Der Rahmen ist mit einem Preis von 369 Euro ein echtes Schnäppchen! Die Verarbeitung lässt nur wenig Wünsche offen, optisch gefällt mir lediglich das etwas lange Sattelrohr oberhalb des Oberrohrs nicht ganz, zumal damit etwas Gewicht einsparen könnte. Die filegranen Ausfallenden sind ein optischer Leckerbissen, die Kettenstrebenlänge lässt zwischen sinnvollen 405-425mm einstellen. Besonders die Langlöcher der Bremsaufnahme sind ein sinnvolles Feature, so lässt sich die Bremse problemlos justieren.

Der Hinterbau fällt schlank aus, schmale Reifen sind also Pflicht, ein 26" Schwalbe TableTop lässt sich aber einwandfrei verbauen. Da die Zeiten von Breitreifen der Vergangenheit angehört, ist das kein Negativpunkt.

Besonders im Steuerrohrbereich machen Schweißnähte einen sehr guten Eindruck, ein sinnvolles Gusset am Unterrohr wurde angeschweißt. Auch gefallen mir die schönen Details wie beispielsweise die Zugaufnahmen.

Lenker und Vorbau machen einen guten Eindruck, der Lenker ist mit echten 594g relativ schwer geraten, der Vorbau liegt im Mittelfeld mit echten 243g. Mit dem hohen 3,25" Rise ist der Lenker eine nette Alternative zu NPJ Wonderbar und A!B Smithbar.


Alle Daten bekommt ihr auf Leafcycles.eu!



Unser Testrad:




Partliste

Rahmen: Leafcycles D.One
Kurbel: Deity Cranks
Kettenblatt: St. Martin Ringo Sprocket, 26T
Kette: KMC Superlite
Pedale: NC-17 Magnesium
Vorbau: Leafcycles Black Block
Lenker: Leafcycles Eastwood Bar
Steuersatz: Cane Creek Monsta
Griffe: Animal Edwin Grips
Bremse: Hope Mini
Gabel: 1999er Marzocchi Z2 80mm, harte Federn
Vorderrad: Ringlé Dirty Flea auf Sun Rims SOS, Hope Schnellspanner, Kenda NPJ Reifen, Schwalbe XX-Light 14a Version Schlauch
Hinterrad: 2004er Atomlab Aircorp (danke an Kay), NG-Sports Konverter, 12T Point Ritzel, Kenda NPJ Reifen, Schwalbe XX-Light 14a Version Schlauch
Sattel, Stütze, Klemme: gestrippte MacNeil Kombo, blkmrkt Klemme (Umbau auf Schraube)

Gewicht: knapp unter 12kg


Mehr Infos bekommt ihr dann nach erfolgreichem Test!



Get The Stuff:

Leafcycles Frame&Parts

Herstellerprofil Leafcycles


Leafcycles ist ein blutjunges Label auf dem hartumkämpften MTB-Hersteller Markt. Der Name steht für Rider-Owned, Qualität, Haltbarkeit und geile Optik. Nachdem Ride Lite die ersten Bilder zugespielt bekommen hatte, war in der Redaktion sofort klar: Diese Innovation muss unterstützt werden! Gute Ideen aus D-Land sind leider rar, aber Leafcycles zeigt eindrucksvoll, dass es machbar ist.
Inhaber Frank Heinrich, selbst Mountainbiker, hat uns freundlicherweise einen wunderschönen D.One Rahmen und den Eastwood Lenker mitsamt Vorbau zukommen lassen. Wir dürfen beides ausgiebig testen! Völlig klar, dass wir uns mit Frank über seine Firma unterhalten haben:

q: Servus Frank, erzähl uns was über dich!
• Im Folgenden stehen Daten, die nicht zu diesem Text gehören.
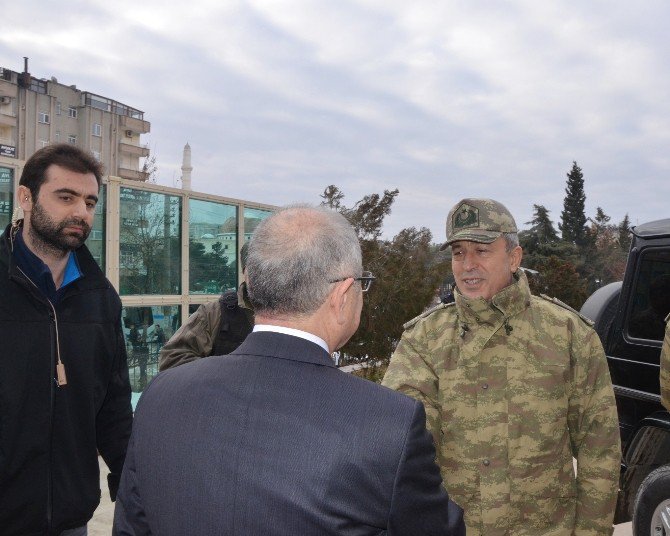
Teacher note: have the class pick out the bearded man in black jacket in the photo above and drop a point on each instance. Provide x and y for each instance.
(64, 388)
A: So weit ich zurückdenken kann, nahm Biken für mich schon immer einen besonderen Stellenwert ein und auch das Springen mit den Bikes hatte schon immer eine magische Anziehungskraft auf mich. Allerdings waren wir in den Anfangsjahren noch auf Torpedo 3-Gang Bikes unterwegs waren. Der BMX Boom hatte Europa zu dieser Zeit noch gar nicht erreicht. BMX kam erst später. Ich verbrachte als kleiner Knirps oft Stunden im Keller um meine Bikes selbst zu zerlegen, Lager zu Fetten, wenn nötig Kugeln auszutauschen und, und, und. Schrauben machte eben Spaß.
Später als der BMX Boom nach Europa schwappte musste sofort so ein Ding her. Ich glaube ich hatte vorher noch nie so eisern auf etwas gespart wie auf mein erstes BMX 2000. Metallic rot mit gelben Platikfelgen. Mann, war ich darauf stolz! Aufgebeben wurde damals kein einziges Teil. Wenn was gebrochen war, dann wurde das Scheißgerät angesetz und dieses kam extrem häufig zum Einsatz.
Irgendwann verschwand der BMX Boom und wurde vom MTB so langsam abgelöst. Ich schnappte mir eines der ersten Mountainbikes die in Deutschland zu haben waren. Die Auswahl war extrem einfach, denn es gab eigentlich nur Longus, Centurion und wenige andere Exoten...
Aber um die Geschichte drastisch abzukürzen, danach hat mich irgendwann nochmals das BMX Fieber für ein paar Jahre volle Breitseite erwischt und jetzt bin ich wieder auf 26“ unterwegs. Bloß die Mission ist immer noch die gleiche - Fliegen!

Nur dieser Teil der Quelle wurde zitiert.